Resolution No 8 of 19 June 2015 of the Annual General Meeting of Shareholders of the Company

Regarding the re-appointment the Members of the Board of Directors

par.1

The Annual General Meeting of Shareholders of the Company hereby re-appoints:

(a) Re-appoint Mr. Anatoliy Yurkevych as an executive director of the Board of Directors, Chief Executive Officer as of the date of the General Meeting, for another four years period ending at the close of the annual general meeting of shareholders to be held in 2019 with the remuneration in accordance with the remuneration policy of the Company;

(b) Re-appoint Ms. Olga Yurkevich as an executive member of the Board of Directors, Chief Production Officer as of the date of the General Meeting, for another four years period ending at the close of the annual general meeting of shareholders to be held in 2019 with the remuneration in accordance with the remuneration policy of the Company;

(c) Re-appoint Mr. Vyacheslav Rekov as non-executive director of the Board of Directors, member of Audit Committee as of the date of the General Meeting, for the period ending at the close of the annual general meeting of shareholders to be held in 2016 with the remuneration in accordance with the remuneration policy of the Company;

(d) Re-appoint Mr.
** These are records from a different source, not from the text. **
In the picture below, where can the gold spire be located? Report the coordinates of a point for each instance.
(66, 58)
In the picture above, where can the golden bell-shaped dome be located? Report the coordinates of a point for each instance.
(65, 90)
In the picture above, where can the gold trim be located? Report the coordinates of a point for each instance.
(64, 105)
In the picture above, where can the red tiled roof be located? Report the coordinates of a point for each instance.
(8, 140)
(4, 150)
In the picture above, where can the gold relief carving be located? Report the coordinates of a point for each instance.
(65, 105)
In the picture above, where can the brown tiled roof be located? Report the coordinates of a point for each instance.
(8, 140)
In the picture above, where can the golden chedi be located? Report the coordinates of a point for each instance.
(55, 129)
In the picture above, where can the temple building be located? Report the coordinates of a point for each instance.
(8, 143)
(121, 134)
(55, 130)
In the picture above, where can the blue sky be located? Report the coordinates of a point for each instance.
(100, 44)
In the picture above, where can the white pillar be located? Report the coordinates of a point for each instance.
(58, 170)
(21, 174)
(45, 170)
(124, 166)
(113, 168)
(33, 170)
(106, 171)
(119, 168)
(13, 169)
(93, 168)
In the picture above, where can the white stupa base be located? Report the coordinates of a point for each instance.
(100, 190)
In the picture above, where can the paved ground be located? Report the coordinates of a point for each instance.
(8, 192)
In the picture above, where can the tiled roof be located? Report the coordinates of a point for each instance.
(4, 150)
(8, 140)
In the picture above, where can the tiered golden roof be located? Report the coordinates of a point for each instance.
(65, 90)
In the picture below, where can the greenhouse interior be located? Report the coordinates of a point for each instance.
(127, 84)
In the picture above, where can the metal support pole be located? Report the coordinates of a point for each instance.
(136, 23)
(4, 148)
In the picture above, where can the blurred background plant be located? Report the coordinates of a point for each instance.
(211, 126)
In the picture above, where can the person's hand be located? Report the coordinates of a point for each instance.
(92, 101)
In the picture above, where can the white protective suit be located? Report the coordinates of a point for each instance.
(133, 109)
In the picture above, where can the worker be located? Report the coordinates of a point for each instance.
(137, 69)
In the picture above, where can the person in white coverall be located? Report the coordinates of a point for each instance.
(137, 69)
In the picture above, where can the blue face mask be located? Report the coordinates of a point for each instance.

Vitaliy Strukov as non-executive director of the Board of Directors, as of the date of the General Meeting, for the period ending at the close of the annual general meeting of shareholders to be held in 2016 with the remuneration in accordance with the remuneration policy of the Company;

(e) Re-appoint Mr. George Logush as non-executive director of the Board of Directors, as of the date of the General Meeting, for the period ending at the close of the annual general meeting of shareholders to be held in 2016 with the remuneration in accordance with the remuneration policy of the Company.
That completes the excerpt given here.